Dirjen Aplikasi Informatika Kementerian Komunikasi dan Informatika Semuel Abrijani Pangerapan mengatakan fitur penyebaran video dan gambar di media sosial telah dapat digunakan kembali sejak Sabtu (25/5) siang. Kendati demikian, kata Semuel, Kominfo tetap akan memantau penyebaran informasi bohong di media sosial.
"Temuan kami ada 30 hoaks yang dibuat dan disebarkan lewat 1.932 url. Ada di Facebook (450 url), Instagram (591 url), Twitter (784 url), dan 1 LinkedIn.
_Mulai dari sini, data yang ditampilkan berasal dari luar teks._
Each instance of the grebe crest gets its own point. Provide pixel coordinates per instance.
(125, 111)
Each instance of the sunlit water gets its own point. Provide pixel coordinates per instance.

Ini semua tetap kita pantau," jelas Semuel Abrijani Pangerapan di kantor Kemenko Polhukam, Jakarta, Sabtu (25/5).
Semuel menambahkan pemerintah akan merevisi aturan baru soal media sosial yang salah satunya mewajibkan penyedia layanan media sosial untuk membersihkan hoaks di platform mereka. Menurutnya, pemerintah akan memberikan sanksi mulai dari administrasi, denda hingga penutupan jika penyedia layanan tidak mentaati aturan yang akan dibuat tersebut.
"Kami akan menerbitkan suatu aturan baru. Jadi ada Peraturan Pemerintah (PP) Nomor 82 Tahun 2012 tentang Penyelenggaraan Sistem dan Transaksi Elektronik (PSTE) yang kita revisi. Kami wajibkan ke platform secara aktif membersihkan berita bohong," tambah Semuel.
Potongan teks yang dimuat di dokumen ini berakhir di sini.